O yüzden bu faslı hızlı geçmekte yarar var. Asıl soru şudur; bu “ne yese yarıyor” durumunun geri planında ne var? Durumu açıklamaya yönelik iki önemli boyut var. Birincisi, geleceğe yön veren olaylar sadece yaşandıkları anda değil asıl sonrasında anlamlandırılırlar. Yani bir olay yaşandığı anda gerçekliğini kazanmaz. Çoğu durumda onların nasıl anlaşılacağı sonrasında yapılan müdahalelerce belirlenir (Gezi’nin nasıl anlamlandırılacağına yönelik mücadelenin hala sürdüğünü hatırlayalım). İkincisi bu anlamlandırmada iktidar kurumlarını ellerinde tutanlar her zaman bir adım öndedir. Nitekim Erdoğan ve AKP bugün iktidarı ellerinde tutmanın avantajıyla bir çok olayda olduğu gibi darbe girişimini de kendi yararlarına şekillendirmede avantaj sahibi oldular.

Geçtiğimiz dönemde Erdoğan ve AKP iktidarının bu süreci istediği gibi şekillendirmekte başarılı olamadığı tek süreç Gezi başkaldırısı olmuştur. Çünkü toplumsal muhalefet başlattığı sürecin izleyen günlerde manipüle edilmesine izin vermemiştir. Ardından gelen 17-25 Aralık soruşturmaları için aynı şey söylenebilir mi? Bugün o soruşturmalarda gündeme getirilen konular neredeyse unutuldu. Ardından gelen 7 Haziran Seçimlerinin kaderine bakalım. Seçim günü sonucu aldıklarını düşünenler yanıldılar. AKP sürece yoğun biçimde müdahale edip, asıl sonucun 1 Kasım’da alınmasını sağladı. Bu yüzden belli anlara ait resim çekerek olayları anlamlandırmayı bırakıp, bir süreç olarak filmin içinde arayalım olayı.
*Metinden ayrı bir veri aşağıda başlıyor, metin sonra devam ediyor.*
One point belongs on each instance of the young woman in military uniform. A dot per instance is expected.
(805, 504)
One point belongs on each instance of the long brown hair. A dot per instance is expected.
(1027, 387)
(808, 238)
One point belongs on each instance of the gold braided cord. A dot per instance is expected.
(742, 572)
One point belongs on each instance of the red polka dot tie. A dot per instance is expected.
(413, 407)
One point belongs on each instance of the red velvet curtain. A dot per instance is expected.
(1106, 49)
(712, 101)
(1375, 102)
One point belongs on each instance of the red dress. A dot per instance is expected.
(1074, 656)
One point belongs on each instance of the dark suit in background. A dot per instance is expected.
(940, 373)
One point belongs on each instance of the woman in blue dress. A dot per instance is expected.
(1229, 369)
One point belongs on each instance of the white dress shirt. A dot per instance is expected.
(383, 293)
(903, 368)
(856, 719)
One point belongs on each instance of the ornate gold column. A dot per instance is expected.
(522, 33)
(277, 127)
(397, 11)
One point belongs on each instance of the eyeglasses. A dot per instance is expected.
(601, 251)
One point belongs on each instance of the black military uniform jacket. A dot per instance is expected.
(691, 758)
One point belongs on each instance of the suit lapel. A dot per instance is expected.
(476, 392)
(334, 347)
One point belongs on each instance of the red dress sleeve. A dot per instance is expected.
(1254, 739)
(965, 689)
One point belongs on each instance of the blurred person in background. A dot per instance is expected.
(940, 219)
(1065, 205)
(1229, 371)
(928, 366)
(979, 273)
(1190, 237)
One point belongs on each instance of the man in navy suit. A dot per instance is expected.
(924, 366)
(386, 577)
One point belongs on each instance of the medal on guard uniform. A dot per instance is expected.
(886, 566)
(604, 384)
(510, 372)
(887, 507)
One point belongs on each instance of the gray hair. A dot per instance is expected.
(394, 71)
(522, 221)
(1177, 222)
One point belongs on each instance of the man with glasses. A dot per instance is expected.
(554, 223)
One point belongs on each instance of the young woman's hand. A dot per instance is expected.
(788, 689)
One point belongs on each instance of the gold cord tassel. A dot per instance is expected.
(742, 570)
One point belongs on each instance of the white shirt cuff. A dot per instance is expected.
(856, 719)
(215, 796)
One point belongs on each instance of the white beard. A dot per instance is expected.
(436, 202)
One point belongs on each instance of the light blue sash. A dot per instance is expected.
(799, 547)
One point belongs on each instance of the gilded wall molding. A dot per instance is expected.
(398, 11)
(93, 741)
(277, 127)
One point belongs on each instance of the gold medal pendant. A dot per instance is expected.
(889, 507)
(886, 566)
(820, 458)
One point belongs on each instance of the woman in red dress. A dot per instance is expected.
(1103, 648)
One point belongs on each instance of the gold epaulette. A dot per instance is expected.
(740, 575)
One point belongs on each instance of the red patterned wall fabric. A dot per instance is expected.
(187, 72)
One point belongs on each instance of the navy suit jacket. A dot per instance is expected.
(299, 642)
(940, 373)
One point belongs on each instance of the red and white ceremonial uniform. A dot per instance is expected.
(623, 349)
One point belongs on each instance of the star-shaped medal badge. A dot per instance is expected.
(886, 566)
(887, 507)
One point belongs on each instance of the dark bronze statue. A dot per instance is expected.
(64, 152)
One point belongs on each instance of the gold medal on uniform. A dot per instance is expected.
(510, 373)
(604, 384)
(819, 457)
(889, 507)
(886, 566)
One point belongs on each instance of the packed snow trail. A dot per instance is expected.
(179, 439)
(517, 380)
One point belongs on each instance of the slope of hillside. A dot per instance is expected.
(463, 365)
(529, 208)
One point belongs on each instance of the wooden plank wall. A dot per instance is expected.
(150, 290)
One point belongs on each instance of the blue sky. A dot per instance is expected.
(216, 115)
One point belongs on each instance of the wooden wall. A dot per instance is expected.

Filme bakalım derken şu da bir gerçek ki; bakmakta olduğumuz artık bir korku filmidir. Bu filmin içinde figüran olmak yapılacak en kötü tercih olacaktır. Korku filmlerinin en görünür özelliği figüranları harcayarak korkuyu üretmesidir.

Türkiye’nin bu tükenmişlik içinde yeni bir senaryoya ihtiyacı var. Ülkeyi bu korku filminin dışına taşıyacak anlamlı bir müdahale korku filminin içinden gelemez; gelirse sonuç bir kaç gündür yaşadıklarımız olur.

O yüzden Türkiye’nin ihtiyaç duyduğu yeni bir çıkışın inşasında başta CHP olmak üzere toplumcu güçlere önemli bir sorumluluk düşüyor.